The Mornings

Early morning bokeh

Picture Credit: Kevin Dooley

“Any sorrow, upon the morrow, must surely fade away. For there is naught, that can’t be sought, upon a bright new day” – Mary Marks

My Dad was ‘The Man’ of the home, what he said went, no negotiation, no family discussion, no consideration for how other people might feel. I learnt from a very early age to accept this. For example, tiptoe around the house when he was sleeping, especially if he had been drinking the night before.

I vaguely remember my brother and I waking up early most mornings, walking quietly to the TV room and we would watch cartoons for what felt like hours.

The thing that would wake us up so early is my Dad’s long wee in the toilet. Door wide open and the sound of a long, long wee, followed by the biggest fart you’ve ever heard. The sound would echo through the house. I never lay their annoyed until I was much older, as a child it was simply time to sneak to the TV room and watch cartoons. I felt happy.

Then, later in the morning Dad would have his shower. And afterwards walk back to his bedroom naked. I would see my Dad’s penis daily, he didn’t care that I was looking. I would often hear Mother yell out, “cover yourself” or “get a towel” or “kids, don’t look” and he would just keep walking, ignoring her.
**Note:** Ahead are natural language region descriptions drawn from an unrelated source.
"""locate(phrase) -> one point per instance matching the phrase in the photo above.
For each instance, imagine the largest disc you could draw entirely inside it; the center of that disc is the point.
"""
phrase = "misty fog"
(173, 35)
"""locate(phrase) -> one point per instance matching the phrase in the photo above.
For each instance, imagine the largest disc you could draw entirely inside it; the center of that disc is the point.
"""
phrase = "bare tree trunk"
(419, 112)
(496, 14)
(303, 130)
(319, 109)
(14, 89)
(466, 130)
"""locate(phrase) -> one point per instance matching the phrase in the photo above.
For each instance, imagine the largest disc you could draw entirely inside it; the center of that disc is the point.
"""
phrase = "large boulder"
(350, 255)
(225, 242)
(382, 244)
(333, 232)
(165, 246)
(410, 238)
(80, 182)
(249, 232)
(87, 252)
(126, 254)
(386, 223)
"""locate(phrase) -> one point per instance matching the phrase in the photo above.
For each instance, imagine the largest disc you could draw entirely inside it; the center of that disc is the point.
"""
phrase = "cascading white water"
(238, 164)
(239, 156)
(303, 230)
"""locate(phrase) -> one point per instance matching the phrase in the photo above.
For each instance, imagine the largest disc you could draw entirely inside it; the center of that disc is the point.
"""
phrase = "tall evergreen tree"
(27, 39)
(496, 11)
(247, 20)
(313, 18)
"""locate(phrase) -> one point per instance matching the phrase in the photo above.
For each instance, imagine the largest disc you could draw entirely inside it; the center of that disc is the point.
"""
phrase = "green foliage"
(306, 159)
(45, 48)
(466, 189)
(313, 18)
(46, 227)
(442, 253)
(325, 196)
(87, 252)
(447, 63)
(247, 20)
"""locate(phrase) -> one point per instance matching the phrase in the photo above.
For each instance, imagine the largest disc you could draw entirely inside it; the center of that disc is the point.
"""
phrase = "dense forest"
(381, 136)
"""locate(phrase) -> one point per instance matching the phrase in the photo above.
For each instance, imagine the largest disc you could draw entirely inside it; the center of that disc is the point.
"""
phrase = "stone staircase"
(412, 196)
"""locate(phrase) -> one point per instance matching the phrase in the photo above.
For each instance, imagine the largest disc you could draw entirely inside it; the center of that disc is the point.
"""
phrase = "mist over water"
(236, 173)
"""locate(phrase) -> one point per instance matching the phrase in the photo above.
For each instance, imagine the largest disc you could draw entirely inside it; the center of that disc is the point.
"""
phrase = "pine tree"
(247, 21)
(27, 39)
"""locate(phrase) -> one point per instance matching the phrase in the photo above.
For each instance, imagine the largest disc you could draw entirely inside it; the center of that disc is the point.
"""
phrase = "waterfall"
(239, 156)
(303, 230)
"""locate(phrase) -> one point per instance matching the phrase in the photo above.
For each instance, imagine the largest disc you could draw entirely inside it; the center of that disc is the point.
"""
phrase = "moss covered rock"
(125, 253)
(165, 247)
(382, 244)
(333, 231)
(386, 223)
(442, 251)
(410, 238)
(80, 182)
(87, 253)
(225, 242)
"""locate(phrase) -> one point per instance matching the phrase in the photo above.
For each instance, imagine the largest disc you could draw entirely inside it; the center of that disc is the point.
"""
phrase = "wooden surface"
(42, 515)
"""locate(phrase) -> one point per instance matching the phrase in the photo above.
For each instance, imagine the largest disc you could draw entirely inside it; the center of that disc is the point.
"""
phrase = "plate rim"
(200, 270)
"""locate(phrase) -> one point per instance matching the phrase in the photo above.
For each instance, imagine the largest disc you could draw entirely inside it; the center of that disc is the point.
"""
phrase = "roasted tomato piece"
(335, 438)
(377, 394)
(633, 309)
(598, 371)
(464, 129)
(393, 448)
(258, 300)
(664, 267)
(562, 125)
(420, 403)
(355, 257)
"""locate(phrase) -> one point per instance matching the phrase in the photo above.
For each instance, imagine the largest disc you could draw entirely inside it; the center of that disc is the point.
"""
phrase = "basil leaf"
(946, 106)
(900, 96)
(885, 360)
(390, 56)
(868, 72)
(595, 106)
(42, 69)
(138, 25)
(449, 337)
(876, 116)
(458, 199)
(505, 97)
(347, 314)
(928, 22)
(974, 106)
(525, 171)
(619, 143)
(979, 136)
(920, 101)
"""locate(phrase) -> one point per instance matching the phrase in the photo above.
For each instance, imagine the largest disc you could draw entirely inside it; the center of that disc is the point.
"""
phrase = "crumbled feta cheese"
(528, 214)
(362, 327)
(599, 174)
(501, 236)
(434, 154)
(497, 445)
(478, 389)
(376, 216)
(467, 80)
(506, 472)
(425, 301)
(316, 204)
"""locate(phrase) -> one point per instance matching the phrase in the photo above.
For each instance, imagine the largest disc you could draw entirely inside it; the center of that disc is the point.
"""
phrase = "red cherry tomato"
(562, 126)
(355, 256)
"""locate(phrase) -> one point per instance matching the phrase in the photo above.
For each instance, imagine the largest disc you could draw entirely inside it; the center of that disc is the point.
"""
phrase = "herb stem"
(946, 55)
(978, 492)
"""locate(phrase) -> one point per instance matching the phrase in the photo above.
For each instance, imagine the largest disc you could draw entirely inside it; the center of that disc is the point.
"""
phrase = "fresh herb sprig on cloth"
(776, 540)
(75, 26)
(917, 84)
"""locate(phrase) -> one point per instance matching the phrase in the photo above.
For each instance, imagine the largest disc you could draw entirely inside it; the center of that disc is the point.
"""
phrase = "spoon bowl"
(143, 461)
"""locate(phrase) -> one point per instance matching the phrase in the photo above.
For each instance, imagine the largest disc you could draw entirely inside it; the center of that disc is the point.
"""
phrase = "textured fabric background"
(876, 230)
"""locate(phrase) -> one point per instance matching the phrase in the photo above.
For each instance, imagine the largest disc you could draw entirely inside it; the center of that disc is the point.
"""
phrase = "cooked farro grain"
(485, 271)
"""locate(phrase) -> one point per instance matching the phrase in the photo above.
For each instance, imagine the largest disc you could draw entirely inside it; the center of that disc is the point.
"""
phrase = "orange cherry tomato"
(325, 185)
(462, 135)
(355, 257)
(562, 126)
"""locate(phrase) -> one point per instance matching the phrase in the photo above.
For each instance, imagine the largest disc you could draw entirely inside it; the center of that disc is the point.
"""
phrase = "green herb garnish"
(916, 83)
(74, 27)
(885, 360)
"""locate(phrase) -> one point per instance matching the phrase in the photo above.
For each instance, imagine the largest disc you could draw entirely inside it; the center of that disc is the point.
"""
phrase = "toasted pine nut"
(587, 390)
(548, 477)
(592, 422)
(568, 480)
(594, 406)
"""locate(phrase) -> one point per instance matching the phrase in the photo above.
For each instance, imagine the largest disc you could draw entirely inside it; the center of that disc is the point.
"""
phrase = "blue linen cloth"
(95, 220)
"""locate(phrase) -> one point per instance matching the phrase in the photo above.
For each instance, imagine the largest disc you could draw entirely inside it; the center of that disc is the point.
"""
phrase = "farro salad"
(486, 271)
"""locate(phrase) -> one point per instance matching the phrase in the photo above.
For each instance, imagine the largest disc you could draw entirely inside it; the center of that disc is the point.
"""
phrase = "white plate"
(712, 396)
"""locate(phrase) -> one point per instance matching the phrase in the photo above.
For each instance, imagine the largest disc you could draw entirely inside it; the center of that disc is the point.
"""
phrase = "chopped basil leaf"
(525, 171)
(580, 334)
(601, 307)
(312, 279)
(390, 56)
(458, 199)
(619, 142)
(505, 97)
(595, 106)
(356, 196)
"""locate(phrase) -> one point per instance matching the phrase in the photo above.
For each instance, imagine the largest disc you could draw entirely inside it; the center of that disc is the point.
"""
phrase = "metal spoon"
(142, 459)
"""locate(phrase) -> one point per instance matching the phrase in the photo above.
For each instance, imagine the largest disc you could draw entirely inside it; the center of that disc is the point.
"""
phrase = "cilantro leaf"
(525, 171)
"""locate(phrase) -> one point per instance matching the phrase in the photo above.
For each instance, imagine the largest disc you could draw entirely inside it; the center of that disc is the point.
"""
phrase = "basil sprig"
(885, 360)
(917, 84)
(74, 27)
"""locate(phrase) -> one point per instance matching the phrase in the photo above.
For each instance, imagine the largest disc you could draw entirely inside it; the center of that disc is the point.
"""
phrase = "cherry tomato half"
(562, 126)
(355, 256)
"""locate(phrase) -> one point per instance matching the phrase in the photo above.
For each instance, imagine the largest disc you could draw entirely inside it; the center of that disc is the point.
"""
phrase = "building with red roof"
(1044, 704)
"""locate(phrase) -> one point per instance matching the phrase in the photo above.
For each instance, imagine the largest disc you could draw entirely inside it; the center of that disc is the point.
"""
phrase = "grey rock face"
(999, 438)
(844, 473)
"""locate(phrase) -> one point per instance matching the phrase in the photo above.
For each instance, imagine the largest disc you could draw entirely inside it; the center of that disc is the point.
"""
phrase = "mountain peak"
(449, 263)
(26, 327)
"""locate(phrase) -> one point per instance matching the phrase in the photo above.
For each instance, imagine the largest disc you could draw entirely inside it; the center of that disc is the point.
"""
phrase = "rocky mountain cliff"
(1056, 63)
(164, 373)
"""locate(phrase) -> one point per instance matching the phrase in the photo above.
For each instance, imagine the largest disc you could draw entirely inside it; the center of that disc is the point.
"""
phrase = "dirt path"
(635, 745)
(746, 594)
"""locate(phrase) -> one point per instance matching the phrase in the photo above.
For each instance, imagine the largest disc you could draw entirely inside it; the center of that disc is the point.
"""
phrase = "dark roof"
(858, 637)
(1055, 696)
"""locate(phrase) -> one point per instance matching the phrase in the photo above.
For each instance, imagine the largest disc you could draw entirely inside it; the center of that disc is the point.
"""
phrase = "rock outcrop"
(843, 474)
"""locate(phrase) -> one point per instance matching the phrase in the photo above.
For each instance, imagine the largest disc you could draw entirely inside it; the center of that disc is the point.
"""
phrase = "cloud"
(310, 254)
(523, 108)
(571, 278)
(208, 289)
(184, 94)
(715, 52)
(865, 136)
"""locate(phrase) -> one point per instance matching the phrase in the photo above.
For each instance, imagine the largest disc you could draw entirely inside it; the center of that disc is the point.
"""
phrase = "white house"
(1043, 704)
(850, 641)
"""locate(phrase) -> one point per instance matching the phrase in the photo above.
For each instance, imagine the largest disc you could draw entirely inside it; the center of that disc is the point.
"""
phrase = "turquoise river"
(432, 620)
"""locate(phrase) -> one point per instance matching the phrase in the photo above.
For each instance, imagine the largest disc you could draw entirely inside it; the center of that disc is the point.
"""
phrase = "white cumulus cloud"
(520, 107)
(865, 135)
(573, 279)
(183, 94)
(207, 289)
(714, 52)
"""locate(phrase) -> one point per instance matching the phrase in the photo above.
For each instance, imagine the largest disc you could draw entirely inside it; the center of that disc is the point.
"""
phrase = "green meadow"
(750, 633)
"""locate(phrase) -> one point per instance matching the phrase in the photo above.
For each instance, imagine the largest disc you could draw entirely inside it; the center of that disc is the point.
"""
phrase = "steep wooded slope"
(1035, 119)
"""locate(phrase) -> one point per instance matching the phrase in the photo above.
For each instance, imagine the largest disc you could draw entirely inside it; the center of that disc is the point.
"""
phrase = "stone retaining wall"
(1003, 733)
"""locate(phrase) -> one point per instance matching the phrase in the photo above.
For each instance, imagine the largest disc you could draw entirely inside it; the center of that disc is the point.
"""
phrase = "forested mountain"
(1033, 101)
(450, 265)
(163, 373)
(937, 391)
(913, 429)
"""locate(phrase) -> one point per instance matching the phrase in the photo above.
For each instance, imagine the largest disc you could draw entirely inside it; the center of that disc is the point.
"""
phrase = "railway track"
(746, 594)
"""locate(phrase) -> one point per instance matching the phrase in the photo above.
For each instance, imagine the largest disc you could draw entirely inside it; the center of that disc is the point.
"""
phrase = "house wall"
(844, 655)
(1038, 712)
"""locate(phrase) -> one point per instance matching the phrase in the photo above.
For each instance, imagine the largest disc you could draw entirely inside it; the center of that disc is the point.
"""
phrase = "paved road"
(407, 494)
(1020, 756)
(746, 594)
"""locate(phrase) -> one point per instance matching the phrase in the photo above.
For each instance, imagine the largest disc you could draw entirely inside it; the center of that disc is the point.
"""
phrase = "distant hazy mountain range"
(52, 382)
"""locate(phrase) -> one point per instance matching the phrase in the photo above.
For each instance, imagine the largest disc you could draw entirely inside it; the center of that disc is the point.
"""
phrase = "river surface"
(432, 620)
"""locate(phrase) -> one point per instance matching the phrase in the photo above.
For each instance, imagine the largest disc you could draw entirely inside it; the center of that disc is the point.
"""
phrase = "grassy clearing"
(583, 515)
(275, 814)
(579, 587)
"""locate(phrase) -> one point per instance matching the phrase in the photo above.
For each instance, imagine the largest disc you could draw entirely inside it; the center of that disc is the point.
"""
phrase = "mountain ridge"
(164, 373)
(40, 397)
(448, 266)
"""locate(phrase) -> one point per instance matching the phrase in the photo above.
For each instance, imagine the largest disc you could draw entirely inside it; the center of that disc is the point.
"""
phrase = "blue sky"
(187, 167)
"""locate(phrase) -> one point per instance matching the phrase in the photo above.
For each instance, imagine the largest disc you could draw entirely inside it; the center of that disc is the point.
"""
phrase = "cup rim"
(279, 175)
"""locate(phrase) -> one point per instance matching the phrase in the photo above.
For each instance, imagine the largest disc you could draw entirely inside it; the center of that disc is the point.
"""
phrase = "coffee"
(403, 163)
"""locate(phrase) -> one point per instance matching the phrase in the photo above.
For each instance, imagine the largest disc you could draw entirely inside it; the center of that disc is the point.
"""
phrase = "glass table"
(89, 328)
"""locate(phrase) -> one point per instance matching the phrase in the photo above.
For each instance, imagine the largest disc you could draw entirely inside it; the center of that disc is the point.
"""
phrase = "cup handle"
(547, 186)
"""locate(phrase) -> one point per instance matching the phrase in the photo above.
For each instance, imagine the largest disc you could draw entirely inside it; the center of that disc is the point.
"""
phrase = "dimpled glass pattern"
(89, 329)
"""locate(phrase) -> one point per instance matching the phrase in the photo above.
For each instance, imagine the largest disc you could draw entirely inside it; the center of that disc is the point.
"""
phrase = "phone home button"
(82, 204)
As I grew into my teens, he would make sure there was a clear pathway, then do the naked dash to his bedroom. It was at this point I knew him better.  As soon as I heard the shower stop, I knew to make myself scarce. Whatever I was doing I’d make sure that I was around a corner, or in my room. Then I’d wait, sometimes I’d stand quietly and wait for 5 minutes until he was definitely in his bedroom.

One morning when I was much older, either 14 or 15. I went to have a shower at the time Dad normally had his shower. He came in the bathroom and did his morning shave, the glass was opaque so he wouldn’t have been able to see me naked. Then, I yelled out, “I need to get out now can you leave?”

Expecting he would leave I turned the water off. He didn’t leave. He let me stand there and did not pass a towel over for what felt like an eternity. Perhaps, this was his way of telling me to never interrupt his morning ever again. And I didn’t.